Fitbit results: The raw numbers

Metric

Q1 2019

Q1 2018

Year-Over-Year Change

Revenue

$271.9 million

$247.9 million

9.7%

Net income

($79.5 million)

($80.9 million)

N/A

Non-GAAP earnings per share

($0.15)

($0.17)

N/A

Devices sold

2.9 million

2.2 million

36%

Data source: Fitbit.

What happened with Fitbit this quarter?

  • Fitbit increased its device shipments at the expense of average selling price, which was down 19% year over year to $91 per device. The company introduced inexpensive devices in recent months, including the Versa Lite smartwatch and the Inspire fitness tracker.
  • New devices introduced over the past 12 months, which include the Charge 3, Inspire, Inspire HR, and Versa Lite, accounted for 67% of total revenue.
  • U.S. revenue was $135 million, down 3% year over year. Europe, the Middle East, and Africa generated $87 million of revenue, up 35% year over year, while the Asia-Pacific region grew revenue by 24% to $34 million. Revenue from the Americas excluding the U.S. slumped 5% to $15 million.
  • Non-GAAP gross margin was 34.2%, down from 47.1% in the prior-year period. The company blamed a mix shift toward smartwatches and lower yields from recent product launches.
  • GAAP operating expenses declined by 12.6% year over year to $172.3 million.
  • Smartwatch devices sold rose 117% year over year, while tracker devices sold rose 17% year over year. Tracker sales had been declining for multiple years.
  • Fitbit Health Solutions grew by 70% year over year to $30.5 million, and the company expects to reach its full-year target of $100 million of revenue.
A woman wearing a Fitbit device while jogging.

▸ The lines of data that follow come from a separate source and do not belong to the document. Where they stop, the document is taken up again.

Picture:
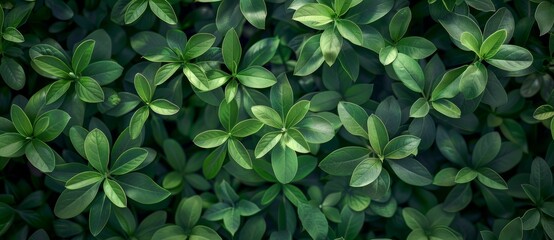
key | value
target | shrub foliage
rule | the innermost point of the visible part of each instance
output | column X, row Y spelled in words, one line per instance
column 277, row 119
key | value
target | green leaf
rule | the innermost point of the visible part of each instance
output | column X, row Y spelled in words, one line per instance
column 409, row 72
column 137, row 121
column 254, row 11
column 82, row 55
column 491, row 179
column 12, row 73
column 89, row 90
column 13, row 35
column 343, row 161
column 57, row 120
column 314, row 15
column 97, row 150
column 260, row 52
column 353, row 118
column 351, row 31
column 387, row 55
column 20, row 121
column 115, row 193
column 165, row 72
column 456, row 24
column 366, row 172
column 543, row 16
column 486, row 149
column 210, row 138
column 83, row 179
column 143, row 87
column 141, row 188
column 446, row 108
column 266, row 143
column 411, row 171
column 128, row 161
column 296, row 141
column 465, row 175
column 399, row 23
column 164, row 107
column 100, row 212
column 544, row 112
column 238, row 152
column 170, row 232
column 40, row 155
column 401, row 147
column 448, row 85
column 231, row 50
column 246, row 128
column 268, row 116
column 188, row 212
column 414, row 219
column 296, row 113
column 512, row 230
column 73, row 202
column 310, row 58
column 256, row 77
column 416, row 47
column 420, row 108
column 473, row 81
column 511, row 58
column 469, row 41
column 104, row 72
column 492, row 44
column 313, row 220
column 377, row 134
column 284, row 163
column 163, row 10
column 52, row 66
column 198, row 44
column 330, row 44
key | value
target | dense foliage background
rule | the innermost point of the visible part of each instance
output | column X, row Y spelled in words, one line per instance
column 277, row 119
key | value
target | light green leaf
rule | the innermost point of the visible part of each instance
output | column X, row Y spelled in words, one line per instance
column 238, row 152
column 446, row 108
column 115, row 193
column 401, row 147
column 97, row 150
column 366, row 172
column 137, row 121
column 353, row 118
column 210, row 138
column 254, row 11
column 89, row 90
column 20, row 121
column 268, row 116
column 40, row 155
column 128, row 161
column 377, row 134
column 330, row 44
column 310, row 58
column 82, row 55
column 83, row 179
column 314, row 15
column 256, row 77
column 163, row 10
column 351, row 31
column 164, row 107
column 231, row 50
column 399, row 23
column 420, row 108
column 266, row 143
column 492, row 44
column 511, row 58
column 409, row 72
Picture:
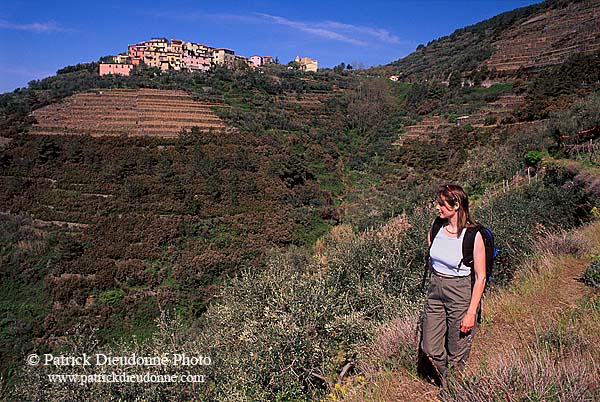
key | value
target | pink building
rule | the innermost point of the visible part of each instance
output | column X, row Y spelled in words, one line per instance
column 115, row 69
column 256, row 60
column 196, row 63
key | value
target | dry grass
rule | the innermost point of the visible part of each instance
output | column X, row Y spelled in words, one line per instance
column 539, row 339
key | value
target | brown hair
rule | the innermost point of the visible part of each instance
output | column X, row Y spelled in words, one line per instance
column 452, row 195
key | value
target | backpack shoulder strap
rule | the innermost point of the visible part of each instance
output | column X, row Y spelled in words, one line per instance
column 437, row 224
column 469, row 245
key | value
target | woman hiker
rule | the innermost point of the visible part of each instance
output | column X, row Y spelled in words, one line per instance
column 453, row 296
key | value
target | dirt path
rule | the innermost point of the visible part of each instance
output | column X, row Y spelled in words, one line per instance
column 547, row 289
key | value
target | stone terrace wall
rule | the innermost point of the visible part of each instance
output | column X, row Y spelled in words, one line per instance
column 549, row 38
column 142, row 112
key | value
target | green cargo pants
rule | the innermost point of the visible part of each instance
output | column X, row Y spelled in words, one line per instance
column 447, row 303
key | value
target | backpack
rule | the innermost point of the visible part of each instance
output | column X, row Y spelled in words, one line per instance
column 468, row 245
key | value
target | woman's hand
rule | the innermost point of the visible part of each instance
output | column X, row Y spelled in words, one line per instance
column 467, row 323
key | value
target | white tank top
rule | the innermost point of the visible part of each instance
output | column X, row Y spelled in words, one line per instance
column 446, row 253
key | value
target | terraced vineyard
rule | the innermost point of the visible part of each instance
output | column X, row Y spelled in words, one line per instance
column 549, row 38
column 135, row 112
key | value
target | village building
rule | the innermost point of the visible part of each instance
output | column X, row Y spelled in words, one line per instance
column 115, row 68
column 177, row 55
column 307, row 64
column 256, row 60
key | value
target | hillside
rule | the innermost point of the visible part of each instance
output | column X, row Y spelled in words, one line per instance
column 538, row 337
column 524, row 39
column 113, row 112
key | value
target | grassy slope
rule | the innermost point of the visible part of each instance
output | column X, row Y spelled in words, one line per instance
column 546, row 320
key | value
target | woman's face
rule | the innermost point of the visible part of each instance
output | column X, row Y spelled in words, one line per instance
column 444, row 209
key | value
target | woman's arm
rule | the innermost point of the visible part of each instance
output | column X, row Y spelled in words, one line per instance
column 468, row 322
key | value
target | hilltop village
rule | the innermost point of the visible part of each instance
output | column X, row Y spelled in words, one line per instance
column 184, row 55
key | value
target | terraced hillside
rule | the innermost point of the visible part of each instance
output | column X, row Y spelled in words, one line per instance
column 548, row 38
column 135, row 112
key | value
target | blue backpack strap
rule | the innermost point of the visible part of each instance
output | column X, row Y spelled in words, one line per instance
column 468, row 245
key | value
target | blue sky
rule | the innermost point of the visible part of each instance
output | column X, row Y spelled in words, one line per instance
column 39, row 37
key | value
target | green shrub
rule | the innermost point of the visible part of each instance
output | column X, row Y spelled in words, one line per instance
column 533, row 158
column 111, row 296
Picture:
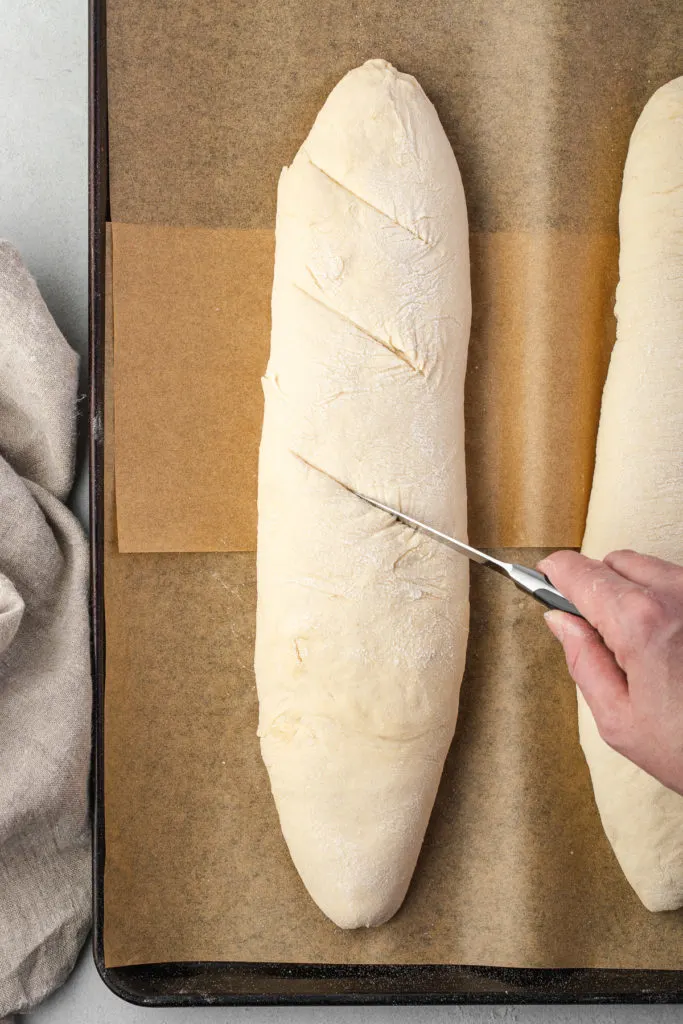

The Fitbit Inspire HR. Image source: Fitbit.

What management had to say

Fitbit CEO James Park talked about the company's balanced approach during the earnings call: "Fitbit is committed to returning to growth and profitability, but we want to balance investment to drive future revenue growth with near-term cost savings. We continue to focus on driving operating leverage into the business with an effort to improve both our top line and reduced costs."

Park also talked up the success of the Inspire tracker: "Trackers have always been key to our portfolio and we continue to see a clear segment of users who prefer this form factor. In fact, Inspire HR is currently the best selling device in the U.S. and the retail channel ahead of Samsung, Fossil and Garmin."

Looking forward

Fitbit provided the following guidance for the second quarter:

  • Devices sold is expected to increase, while average selling price is expected to decrease, on a year-over-year basis.
  • Total revenue between $305 million and $320 million, up 2% to 7% year over year.
  • Non-GAAP gross margin between 36% and 38%.
  • Operating expenses are expected to decline year over year as Fitbit continues to reduce costs. However, expenses will rise compared to the first quarter due to spending to support recent product introductions.
  • Non-GAAP net loss per share between $0.17 and $0.20 and adjusted EBITDA loss between $47 million and $59 million.

For the full year, Fitbit expects:

  • The same devices sold and average selling price dynamics as the second quarter.
  • Total revenue between $1.52 billion and $1.58 billion, up 1% to 4% from 2018.
  • Non-GAAP gross margin of roughly 40%, with a 41% gross margin in the second half.
  • Operating expenses are expected between $660 million and $690 million.
  • Adjusted EBITDA is expected between a loss of $30 million and breakeven.
  • Free cash flow is expected to be a loss between $40 million and $70 million.

Fitbit managed to return its tracker business to growth in the first quarter, but that required launching cheaper devices that dragged down the average selling price. The smartwatch business continues to boom, but lower margins for those devices are hurting the bottom line.

Though Fitbit's turnaround is showing signs of progress, it doesn't look like the company will return to profitability anytime soon.